Casco Viejo has become Panama’s place to eat. There are a bevy of food options for every budget. Yet, where should you go and what should order? In addition, as Casco Viejo continues to be restored, what dining option is missing from eop-evan-headshot1the neighborhood? To assist EyeOnPanama.com reader get the insiders perspective, I enlisted help from several foodie-type living and/or working in Casco Viejo. I posed them this question:

1. What is your favorite dish served in Casco, where is it served, and what makes it so special?

2. Describe the food/dining options that are missing in Casco?

Read what they had to say.


Dan – Owner of OfertaSimple.com

Dan’s Food Philosophy: Good question… I don’t have one.”

What is your favorite dish served in Casco, where is it served, and what makes it so special?

Aroma Cafe’s wings are that good because you can tell that they use the right kind of sauce.  Frank’s Hot Sauce mixed with butter.  And they are always so fresh.  But you got to make sure they put enough of the sauce on the wings.  They aren’t cheap, but they are delicious.

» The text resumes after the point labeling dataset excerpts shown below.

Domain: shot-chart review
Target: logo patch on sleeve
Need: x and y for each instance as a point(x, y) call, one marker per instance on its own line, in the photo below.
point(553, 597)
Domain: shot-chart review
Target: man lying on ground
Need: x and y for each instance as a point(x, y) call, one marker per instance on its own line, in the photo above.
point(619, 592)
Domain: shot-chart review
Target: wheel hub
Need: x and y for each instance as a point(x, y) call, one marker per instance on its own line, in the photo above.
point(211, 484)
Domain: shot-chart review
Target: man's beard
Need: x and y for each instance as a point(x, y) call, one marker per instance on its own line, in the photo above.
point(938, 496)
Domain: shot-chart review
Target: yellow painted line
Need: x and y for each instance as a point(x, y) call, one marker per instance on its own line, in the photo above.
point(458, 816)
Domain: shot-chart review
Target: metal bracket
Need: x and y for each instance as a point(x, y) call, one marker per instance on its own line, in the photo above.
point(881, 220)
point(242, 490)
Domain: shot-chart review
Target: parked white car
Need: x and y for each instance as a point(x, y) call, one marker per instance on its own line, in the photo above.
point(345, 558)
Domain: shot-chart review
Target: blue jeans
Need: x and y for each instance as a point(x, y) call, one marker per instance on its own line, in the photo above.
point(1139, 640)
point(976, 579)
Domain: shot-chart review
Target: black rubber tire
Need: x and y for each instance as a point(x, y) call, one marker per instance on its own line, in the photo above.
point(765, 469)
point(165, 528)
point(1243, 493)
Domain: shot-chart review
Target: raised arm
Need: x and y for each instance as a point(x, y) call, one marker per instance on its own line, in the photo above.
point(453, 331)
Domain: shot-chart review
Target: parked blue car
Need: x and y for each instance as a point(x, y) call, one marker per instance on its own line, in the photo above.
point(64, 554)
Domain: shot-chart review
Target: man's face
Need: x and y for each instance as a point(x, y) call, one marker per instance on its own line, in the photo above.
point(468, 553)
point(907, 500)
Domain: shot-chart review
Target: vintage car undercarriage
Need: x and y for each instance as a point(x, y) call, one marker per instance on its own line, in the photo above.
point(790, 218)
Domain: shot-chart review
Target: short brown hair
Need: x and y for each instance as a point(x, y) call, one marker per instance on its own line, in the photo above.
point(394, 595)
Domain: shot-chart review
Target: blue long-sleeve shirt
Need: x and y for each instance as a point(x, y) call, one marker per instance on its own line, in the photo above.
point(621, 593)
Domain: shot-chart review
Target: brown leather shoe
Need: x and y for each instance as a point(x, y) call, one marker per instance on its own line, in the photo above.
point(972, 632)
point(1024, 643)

The chicken soup from Casablanca is just good, hearty, chicken soup.  American Style with a Panamanian touch.  It is especially good if you sit inside in the AC.

Describe the food/dining options that are missing in Casco?

A quality coffee shop.  It would be AMAZING if New York Bagel Cafe came into the Casco.  I would go every day.  We need a super comfortable place, with good food, good music, wireless internet, etc.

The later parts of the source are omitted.